The nice thing about this single post technique is that it gives you just the content in a content element – so there is no screen scraping involved. The problem is that the site has to be set up to provide full HTML versions of all posts in its feeds or you only get a summary. There's a problem with using feeds on categories too, I believe, in that there is an upper limit to how many posts a WordPress site will serve. The site admin can change that to a larger number but then that will affect subscribers to the general purpose feeds as well.
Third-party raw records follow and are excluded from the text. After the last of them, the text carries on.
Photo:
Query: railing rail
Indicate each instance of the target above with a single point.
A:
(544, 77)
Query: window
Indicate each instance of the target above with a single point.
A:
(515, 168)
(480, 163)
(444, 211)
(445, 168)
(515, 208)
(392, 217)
They probably don't want to see three hundred posts in Google Reader when they sign up to a new blog.

Given that Atom (the best standardised and most modern feed format) is one of the official serialisation formats for ORE it is probably worth revisiting this question later if someone, such as JISC, decides to invest more in this kind of web-to-ebook-compiling application.

What next?

There are some obvious things that could be done to further this work:

Set up a more complete and robust book server which builds and rebuilds books from particular sites and distributes them in some way, using Open Publication Distribution System (OPDS) or something like this thing that sends stuff to your Kindle.
Write a 'recipe factory'. With a little more work the ScholarlyHTML recipe can be got to the point where the only required variable is a single page URL – everything else can be harvested from the page or over-ridden by the recipe.
Combining the above to make a WordPress plugin that can create EPUBs from collections of in-built content (tricky because of the present calibre dependency but it could be re-coded in PHP).
Add the same ScholarlyHTML convention for ORE to other web systems such as the Digress.it plugin and Anthologize. Anthologize is appealing because it allows you to order resources in 'projects' and nest them into 'parts' rather than being based on simple queries but at the moment it does not actually have a way to publish a project directly to the web.
Explore the same technique in the next phase of WorkPackage 3 when I return to looking at word processing tools and examine how cloud replication services like DropBox might help people to manage book-like projects that consist of multiple parts.

Postscript: Lessons and things that need fixing or investiging

I encountered some issues. Some of these are mentioned above but I wanted to list them here as fodder for potential new projects.

As with Anthologize, if you use the WordPress RSS importer to bring-in content it does not change the links between posts so they point to the new location. Likewise with importing a WordPress export file.
The RSS importer applied to the thesis created hundreds of blank categories.
I tried to add my ktoc plugin to a Digress.it site, but ran into problems. It uses PHP's simplexml parser which chokes on what I am convinced is perfectly valid XML in unpredictable ways. And the default Digress.it configuration expects posts to be formatted in a particular way – as a list of top-level paragraphs, rather than with nested divs. I will follow this up with the developers.
Calibre does a pretty good job of taking HTML and making it into EPUBs but it does have its issues. I will work through these on the relevant forums as time permits.
- There are some encoding problems with the table of contents in some places. Might be an issue with my coding in the recipes.
- Unlike other Calibre workflows, such as creating books from raw HTML, ebook-convert adds navigation to each HTML page in the book created by a recipe. This navigation is redundant in an EPUB, but apparently it would require a source code change to get rid of it.
- It does something complicated to give each book its style information. There are some odd presentation glitches in the samples as a result of Calibre's algorithms. This requires more investigation.
- It doesn't find local links between parts of a book (ie links from one post to another which occur a lot in my work and in Tony's course), but I have coded around that in the Scholarly HTML recipes.

It will be up to Theo Andrew, the project manager if any of these next steps or issues get any attention during the rest of this project.